Upfront doesn't literally mean a chunk of cash upon signing. We did cover this somewhere. It's milestones up to delivery about 3 installments.
I think that it was all to be paid in 2020.
Clearly much depends on how much news comes from the China deployment in Q4. If they announce contracts etc, with some level of figures/guidance share price will fly. If that fails, then as Dallo says loan, placing etc but hat won't be pretty for the SP - I hope Levi has a plan if deployment slows or is delayed.
The April contract with an American Tier1 company involved an upfront fee of $495,000 and annual payments of $240,000.
Why did we not see the upfront payment in the 1st Half years accounts...if it is paid in the 2nd half that would be good news...clarification required.
The August St. Petersburg deal involved staged payment of $190000 in 2020 and 2021 and future royalties on successful implementation .
Tracy we are on the same side here and we have a lot to gain/lose
As Ronnie Reagan once said "Trust but verify".
I am still cautiously optimistic of success despite Mr Market ignoring the company.
I have absolutely no doubt that David expected the share price to refloat after the placing. I did as well. I think that the dire state of the UK market and the UK psychology makes it difficult for a share to move without news. The money coming with news is short term gambling money.
Ethernity needs to reach a different type of investor. I can only see that in a sustained way upon profit.
David says that revenue will flow from China through integrators and OEMs. I think to see real movement certainly above £1 the market will need to see that revenue flow in quantity.
I didn't expect that, I didn't expect to be a buyer at 12p or 16p. I can only look at the industry from where I sit in the sun. My view is very different than many who sit in the cold and wet.
So we are just ignoring the $2m expected in the next 12 months from contracts in place 3 months ago.
Revenues for 1st 6 months were c$340000.
I have added an extra bit to revenues for 2nd half out of optimism not fantasy .
Tracy, my worry in the current situation has always been that it may suit the board to buy the IP at a knock down price in insolvency.
Where did $500000 come from. Are your accounts built on fantasy?.
Cash at 30 June was $550,000 add placing proceeds of $1.1m equals $ 1.65m.
Add cash revenues of say $500,000 for 6 months to 31st December 2020
gives us GROSS CASH OF C$ 2.15M LESS 80% OF 1st HALFS CASH USAGE ( $2.7M X80%) $2.16M
Precisely enough cash to get to year end.
That Sir is accounting not nonsense.
"The Company continues to focus in the short term on entering into licensing deals as was completed with the St. Petersburg based customer. The upfront cash benefits generated by the licensing deals contributes to the Company`s financial resources to meet the anticipated 5G deployment that is anticipated to commence in 2021"

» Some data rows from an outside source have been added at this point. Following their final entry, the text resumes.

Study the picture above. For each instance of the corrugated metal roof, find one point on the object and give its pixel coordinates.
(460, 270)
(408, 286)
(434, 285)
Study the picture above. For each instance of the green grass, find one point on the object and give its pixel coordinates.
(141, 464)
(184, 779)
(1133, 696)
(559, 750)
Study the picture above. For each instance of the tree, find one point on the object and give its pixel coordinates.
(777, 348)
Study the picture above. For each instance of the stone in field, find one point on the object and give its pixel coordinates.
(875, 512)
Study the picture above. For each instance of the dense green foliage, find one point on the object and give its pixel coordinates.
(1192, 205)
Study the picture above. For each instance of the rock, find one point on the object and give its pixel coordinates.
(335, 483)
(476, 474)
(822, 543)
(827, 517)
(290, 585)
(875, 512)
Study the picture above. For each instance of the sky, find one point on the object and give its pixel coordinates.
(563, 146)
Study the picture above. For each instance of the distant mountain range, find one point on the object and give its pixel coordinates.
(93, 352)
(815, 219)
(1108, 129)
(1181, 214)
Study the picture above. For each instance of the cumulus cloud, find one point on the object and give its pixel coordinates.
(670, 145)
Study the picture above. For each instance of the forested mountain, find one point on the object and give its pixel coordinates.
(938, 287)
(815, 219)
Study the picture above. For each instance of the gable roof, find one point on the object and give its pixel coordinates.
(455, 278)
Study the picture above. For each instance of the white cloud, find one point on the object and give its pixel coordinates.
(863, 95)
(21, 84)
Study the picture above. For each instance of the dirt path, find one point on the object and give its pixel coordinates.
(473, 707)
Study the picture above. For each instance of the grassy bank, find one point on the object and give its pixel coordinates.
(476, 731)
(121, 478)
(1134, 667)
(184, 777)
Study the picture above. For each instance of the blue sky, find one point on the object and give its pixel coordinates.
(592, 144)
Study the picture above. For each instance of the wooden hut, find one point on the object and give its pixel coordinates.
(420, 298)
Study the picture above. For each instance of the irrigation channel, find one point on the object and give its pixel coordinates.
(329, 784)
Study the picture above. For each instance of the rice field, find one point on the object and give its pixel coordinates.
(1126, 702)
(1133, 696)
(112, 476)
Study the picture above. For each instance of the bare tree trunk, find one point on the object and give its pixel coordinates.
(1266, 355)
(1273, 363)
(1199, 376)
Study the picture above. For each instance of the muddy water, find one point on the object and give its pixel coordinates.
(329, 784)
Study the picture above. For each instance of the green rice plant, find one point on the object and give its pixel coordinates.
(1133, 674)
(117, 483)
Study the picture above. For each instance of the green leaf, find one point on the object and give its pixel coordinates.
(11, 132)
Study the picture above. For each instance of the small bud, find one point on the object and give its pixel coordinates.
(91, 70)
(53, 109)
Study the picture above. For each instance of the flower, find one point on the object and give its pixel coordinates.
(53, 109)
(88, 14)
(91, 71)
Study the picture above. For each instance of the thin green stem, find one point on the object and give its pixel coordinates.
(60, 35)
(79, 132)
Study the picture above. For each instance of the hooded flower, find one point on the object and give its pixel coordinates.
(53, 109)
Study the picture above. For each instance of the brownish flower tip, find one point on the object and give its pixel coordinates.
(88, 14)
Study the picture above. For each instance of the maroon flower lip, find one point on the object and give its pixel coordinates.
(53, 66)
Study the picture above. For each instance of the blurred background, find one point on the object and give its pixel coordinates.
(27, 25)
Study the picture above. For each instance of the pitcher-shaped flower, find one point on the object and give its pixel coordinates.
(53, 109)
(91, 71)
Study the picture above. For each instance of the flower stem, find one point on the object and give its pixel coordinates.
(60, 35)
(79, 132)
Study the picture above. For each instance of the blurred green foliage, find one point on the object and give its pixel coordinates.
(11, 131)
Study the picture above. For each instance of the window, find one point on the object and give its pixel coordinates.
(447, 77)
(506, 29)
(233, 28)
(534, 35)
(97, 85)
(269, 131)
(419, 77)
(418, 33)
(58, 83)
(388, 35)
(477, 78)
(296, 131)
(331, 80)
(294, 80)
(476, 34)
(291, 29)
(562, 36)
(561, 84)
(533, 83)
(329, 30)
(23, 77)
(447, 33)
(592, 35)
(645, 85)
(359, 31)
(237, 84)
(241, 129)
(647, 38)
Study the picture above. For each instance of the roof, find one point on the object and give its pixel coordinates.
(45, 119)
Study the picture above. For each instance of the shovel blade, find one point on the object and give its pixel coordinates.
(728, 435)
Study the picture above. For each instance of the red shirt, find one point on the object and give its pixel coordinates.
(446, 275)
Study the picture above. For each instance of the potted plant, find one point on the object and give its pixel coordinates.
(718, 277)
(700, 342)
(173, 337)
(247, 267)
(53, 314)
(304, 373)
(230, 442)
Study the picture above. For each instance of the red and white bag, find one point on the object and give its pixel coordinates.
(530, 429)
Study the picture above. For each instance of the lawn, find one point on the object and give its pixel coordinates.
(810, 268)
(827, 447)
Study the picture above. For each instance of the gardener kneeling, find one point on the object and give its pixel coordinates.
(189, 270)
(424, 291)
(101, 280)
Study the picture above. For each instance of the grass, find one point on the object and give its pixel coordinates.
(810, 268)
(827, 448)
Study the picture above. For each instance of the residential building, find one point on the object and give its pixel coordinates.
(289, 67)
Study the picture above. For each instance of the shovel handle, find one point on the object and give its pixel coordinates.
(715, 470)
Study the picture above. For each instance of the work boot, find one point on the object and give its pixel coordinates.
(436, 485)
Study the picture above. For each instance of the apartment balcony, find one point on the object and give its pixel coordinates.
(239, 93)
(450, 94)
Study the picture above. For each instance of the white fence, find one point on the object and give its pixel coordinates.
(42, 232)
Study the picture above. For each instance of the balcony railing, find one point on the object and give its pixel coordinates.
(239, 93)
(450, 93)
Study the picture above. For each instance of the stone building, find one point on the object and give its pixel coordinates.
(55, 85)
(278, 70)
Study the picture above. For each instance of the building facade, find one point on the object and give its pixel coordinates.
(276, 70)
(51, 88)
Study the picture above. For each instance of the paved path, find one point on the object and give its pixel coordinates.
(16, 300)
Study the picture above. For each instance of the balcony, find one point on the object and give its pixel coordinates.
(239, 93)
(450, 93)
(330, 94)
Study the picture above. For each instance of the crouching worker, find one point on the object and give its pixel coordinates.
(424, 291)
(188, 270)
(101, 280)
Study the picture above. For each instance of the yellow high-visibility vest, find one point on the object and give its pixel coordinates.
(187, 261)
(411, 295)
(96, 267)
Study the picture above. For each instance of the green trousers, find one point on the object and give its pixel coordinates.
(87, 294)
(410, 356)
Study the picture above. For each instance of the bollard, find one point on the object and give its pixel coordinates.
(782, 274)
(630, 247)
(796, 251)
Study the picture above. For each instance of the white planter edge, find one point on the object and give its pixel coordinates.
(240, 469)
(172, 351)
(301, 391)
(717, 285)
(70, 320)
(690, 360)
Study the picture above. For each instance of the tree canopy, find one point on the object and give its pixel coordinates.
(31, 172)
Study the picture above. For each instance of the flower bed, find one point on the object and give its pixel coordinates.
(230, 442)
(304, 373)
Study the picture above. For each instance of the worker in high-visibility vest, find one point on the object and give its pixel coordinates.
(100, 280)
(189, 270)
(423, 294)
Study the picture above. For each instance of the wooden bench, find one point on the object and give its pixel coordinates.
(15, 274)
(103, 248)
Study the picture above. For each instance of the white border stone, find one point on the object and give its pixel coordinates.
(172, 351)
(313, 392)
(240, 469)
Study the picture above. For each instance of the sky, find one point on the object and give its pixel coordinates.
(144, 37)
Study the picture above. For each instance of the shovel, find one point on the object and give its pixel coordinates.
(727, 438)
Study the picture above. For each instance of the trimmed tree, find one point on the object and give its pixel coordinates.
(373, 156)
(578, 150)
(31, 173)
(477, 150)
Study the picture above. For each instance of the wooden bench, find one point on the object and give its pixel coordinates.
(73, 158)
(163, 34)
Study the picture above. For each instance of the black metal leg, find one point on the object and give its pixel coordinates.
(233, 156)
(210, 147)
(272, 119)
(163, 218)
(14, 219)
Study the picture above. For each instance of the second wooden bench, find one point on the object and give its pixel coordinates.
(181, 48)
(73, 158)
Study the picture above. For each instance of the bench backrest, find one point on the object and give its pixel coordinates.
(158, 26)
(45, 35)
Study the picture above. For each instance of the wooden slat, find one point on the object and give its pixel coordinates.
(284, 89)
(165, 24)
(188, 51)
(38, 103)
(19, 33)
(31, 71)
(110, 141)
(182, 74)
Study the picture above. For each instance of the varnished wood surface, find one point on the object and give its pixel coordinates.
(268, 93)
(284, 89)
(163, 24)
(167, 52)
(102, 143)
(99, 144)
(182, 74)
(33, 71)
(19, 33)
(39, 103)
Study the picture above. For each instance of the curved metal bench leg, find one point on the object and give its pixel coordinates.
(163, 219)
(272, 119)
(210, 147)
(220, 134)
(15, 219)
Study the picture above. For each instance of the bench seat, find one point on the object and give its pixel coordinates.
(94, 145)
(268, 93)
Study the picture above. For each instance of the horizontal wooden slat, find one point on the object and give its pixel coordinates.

Of course we would rather that they didn't have to focus on these old business markets when there is a huge opportunity so close but it is where the company is right now. It is not 16p for nothing. If they were well funded and the mass deployment had happened as first thought 18 months ago we wouldn't be buying at 16p.
This company has come too far not to succeed. Clearly we directors have cash to support the warrants and I don't see them letting their lifes work fail so close to the safety line.
Yes we may get squeezed as a worse case but nothing more.